The headlines alone show that it’s simply not true that Trump didn’t complain that expanded vote-by-mail was an attempt by the Democrats to steal the 2020 election. In fact, his insistence on this point was so pronounced that as early as May I was arguing that it was going to be something of a self-fulfilling prophesy. In my first piece, I noted that Trump stood to gain by vote-by-mail because he had an advantage with people over 65 years of age who were the most likely to fear voting in person due to the risk of COVID-19.

In the second piece, I looked at how Republicans had banked an early advantage with mail-in votes in Florida during the 2016 election, which partially offset Hillary Clinton’s larger advantage with in-person early voting. I noted that Trump’s railing against mail-in votes had just showed up in a big way in the Michigan primaries where “1.3 million Democrats had requested mail ballots compared to only 524,000 Republicans {and] about 400,000 more votes were cast by Democrats than Republicans.” In other words, Trump had succeeded in creating a big advantage for Democrats with mail-in votes, but one that had not previously existed. It shouldn’t need mentioning, but it’s not just the raw early votes that matter. When one party banks more votes before Election Day, they can shift their focus to a smaller universe of supporters who still haven’t cast a ballot. By dissuading Republicans from using mail-in votes during a pandemic, Trump was hurting himself in more than one way.
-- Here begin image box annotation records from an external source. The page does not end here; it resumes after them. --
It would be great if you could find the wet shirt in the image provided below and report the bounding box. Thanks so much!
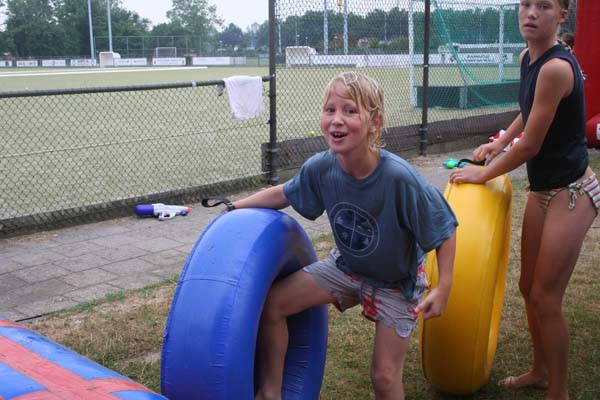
[284,149,458,298]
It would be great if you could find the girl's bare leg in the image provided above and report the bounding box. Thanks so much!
[255,270,334,400]
[371,321,409,400]
[499,193,547,389]
[529,190,596,400]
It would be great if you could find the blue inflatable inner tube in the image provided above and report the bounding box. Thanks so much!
[161,209,327,400]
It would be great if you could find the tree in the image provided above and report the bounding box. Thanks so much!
[167,0,222,37]
[219,23,243,48]
[6,0,65,57]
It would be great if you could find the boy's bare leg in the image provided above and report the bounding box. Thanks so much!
[255,270,335,400]
[371,322,409,400]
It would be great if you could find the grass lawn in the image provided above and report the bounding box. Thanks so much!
[31,157,600,400]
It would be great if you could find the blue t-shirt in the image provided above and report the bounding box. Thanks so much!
[284,149,458,298]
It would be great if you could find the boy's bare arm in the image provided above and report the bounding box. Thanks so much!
[233,185,290,210]
[415,231,456,319]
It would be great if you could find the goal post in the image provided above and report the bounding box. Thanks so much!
[154,47,177,58]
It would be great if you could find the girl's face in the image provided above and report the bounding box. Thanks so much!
[519,0,568,41]
[321,82,373,155]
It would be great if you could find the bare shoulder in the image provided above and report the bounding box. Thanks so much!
[519,47,529,64]
[538,58,575,97]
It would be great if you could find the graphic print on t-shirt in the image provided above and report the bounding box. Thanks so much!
[331,203,379,257]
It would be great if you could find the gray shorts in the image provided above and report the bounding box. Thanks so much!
[304,249,428,338]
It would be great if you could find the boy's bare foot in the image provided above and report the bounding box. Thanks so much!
[498,372,548,389]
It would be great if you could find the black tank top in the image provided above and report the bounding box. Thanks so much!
[519,45,588,191]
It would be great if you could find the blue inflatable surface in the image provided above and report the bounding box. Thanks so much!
[161,209,327,400]
[0,316,166,400]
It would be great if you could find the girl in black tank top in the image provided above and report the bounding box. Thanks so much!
[450,0,600,400]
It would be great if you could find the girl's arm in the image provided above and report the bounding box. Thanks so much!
[450,58,575,183]
[233,185,290,210]
[415,230,456,319]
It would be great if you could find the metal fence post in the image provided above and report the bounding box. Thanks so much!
[419,0,431,156]
[267,0,279,186]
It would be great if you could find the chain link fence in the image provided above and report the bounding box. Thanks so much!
[0,78,269,237]
[0,0,575,237]
[275,0,524,168]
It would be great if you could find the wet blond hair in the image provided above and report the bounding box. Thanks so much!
[323,71,384,148]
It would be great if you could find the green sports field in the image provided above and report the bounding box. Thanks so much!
[0,67,514,220]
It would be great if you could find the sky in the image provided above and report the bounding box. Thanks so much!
[121,0,269,31]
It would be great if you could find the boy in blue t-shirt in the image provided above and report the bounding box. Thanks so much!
[233,72,458,399]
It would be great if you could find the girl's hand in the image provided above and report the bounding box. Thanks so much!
[473,140,504,165]
[415,288,448,320]
[450,166,486,183]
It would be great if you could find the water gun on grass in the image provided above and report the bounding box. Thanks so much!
[134,203,192,221]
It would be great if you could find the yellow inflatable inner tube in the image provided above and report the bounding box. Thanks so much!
[419,175,512,395]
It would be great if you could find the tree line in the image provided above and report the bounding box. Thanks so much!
[0,0,522,58]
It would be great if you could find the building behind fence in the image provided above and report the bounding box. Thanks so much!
[0,0,576,237]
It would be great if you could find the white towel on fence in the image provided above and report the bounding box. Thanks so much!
[223,76,265,121]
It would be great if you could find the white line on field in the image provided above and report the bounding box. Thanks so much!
[0,67,208,78]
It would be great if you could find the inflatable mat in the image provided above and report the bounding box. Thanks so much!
[419,175,512,395]
[161,209,327,400]
[0,316,166,400]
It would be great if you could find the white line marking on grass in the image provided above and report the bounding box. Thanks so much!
[0,67,208,78]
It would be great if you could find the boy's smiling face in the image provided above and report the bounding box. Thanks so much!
[321,82,371,155]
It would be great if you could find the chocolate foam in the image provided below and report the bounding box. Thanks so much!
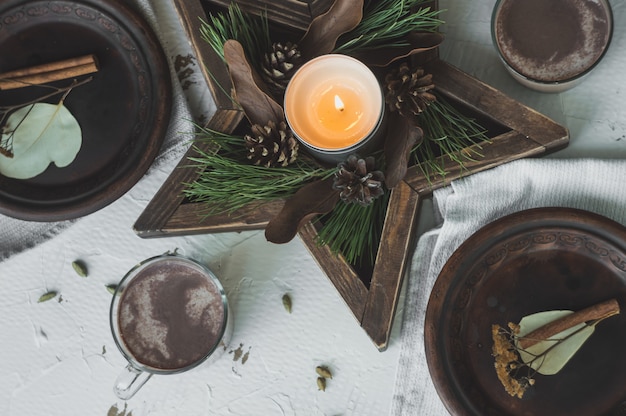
[118,259,225,370]
[495,0,611,82]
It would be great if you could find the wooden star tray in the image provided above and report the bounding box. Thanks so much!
[134,0,569,351]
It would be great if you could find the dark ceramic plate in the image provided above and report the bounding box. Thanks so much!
[425,208,626,416]
[0,0,172,221]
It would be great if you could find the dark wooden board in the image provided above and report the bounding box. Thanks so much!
[134,0,569,351]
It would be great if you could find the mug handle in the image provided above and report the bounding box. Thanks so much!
[113,364,152,400]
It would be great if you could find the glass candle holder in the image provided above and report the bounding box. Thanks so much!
[284,54,385,163]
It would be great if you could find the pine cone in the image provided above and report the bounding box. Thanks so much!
[244,121,299,168]
[262,42,302,96]
[333,155,385,206]
[385,62,437,117]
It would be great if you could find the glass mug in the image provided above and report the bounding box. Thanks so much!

In the third piece, I returned to Florida to note that “the Democrats have opened up a 302,000-voter advantage over Republicans in vote-by-mail enrollment,” which was a completely different situation from what happened in 2016 when the Republicans banked a roughly 30,000 advantage with voters choosing the mail option. I reiterated that Trump’s “fear mongering about the [vote-by-mail] practice was like a mental contagion that is ripping through conservative circles and Trump shouldn’t think his numbers won’t suffer in Florida to some degree, as well as in every state where mail is an option.”

I mention these pieces I wrote to demonstrate that it was completely foreseeable that Trump was creating a problem for himself by making his own supporters wary of trusting mail ballots. It meant that the Democrats wound up banking many more early votes. This prevented the Dems from losing votes in Election Day due to illness, competing work responsibilities, car mishaps, or other accidents. And it made it easier for the Dems’ turnout operation because they had fewer outstanding voters to cajole to the polls.

When you think about it this way, it’s fair to say that in a “traditionally run presidential election” (meaning one with a traditional level of mail-in voting) that Biden would not have won by as much as he did in 2020. But this not because of drop boxes or the loss of the secret ballot. It was entirely because Trump made Republicans distrustful of using the mail-in method, and thereby gave the Democrats an advantage they could not have gained on their own.

It’s true that the rules changed in 2020, but they change modestly in every presidential election cycle as states adjust their election laws. The courts rejected challenges to expanded early voting and vote-by-mail during the pandemic, so these changes weren’t illegal. And if they wound up favoring Biden, possibly even accounting for his victory, it was Trump himself who was most responsible for that outcome.

And everyone saw it coming. That’s what the early red wave predictions were about, where it was expected that Trump would initially look like the winner due to most states counting Election Day votes prior to counting mail-in votes which only needed to be postmarked by Election Day to count. It was as clear as day that more Democrats than Republicans had requested and cast mail ballots, and also why that was the case.

As for concerns about the secret ballot, this is overblown. Anyone who wanted to maintain the secrecy of their ballot had the option of filling out their mail-in or absentee ballot outside of searching eyes. And the drop boxes were merely receptacles for ballots, not some magic way of stuffing the ballot box.

You can make an argument that Trump blew a winnable election by demonizing mail-in votes. I certainly argued he was injuring his chances. What you can’t do is say that the election was stolen.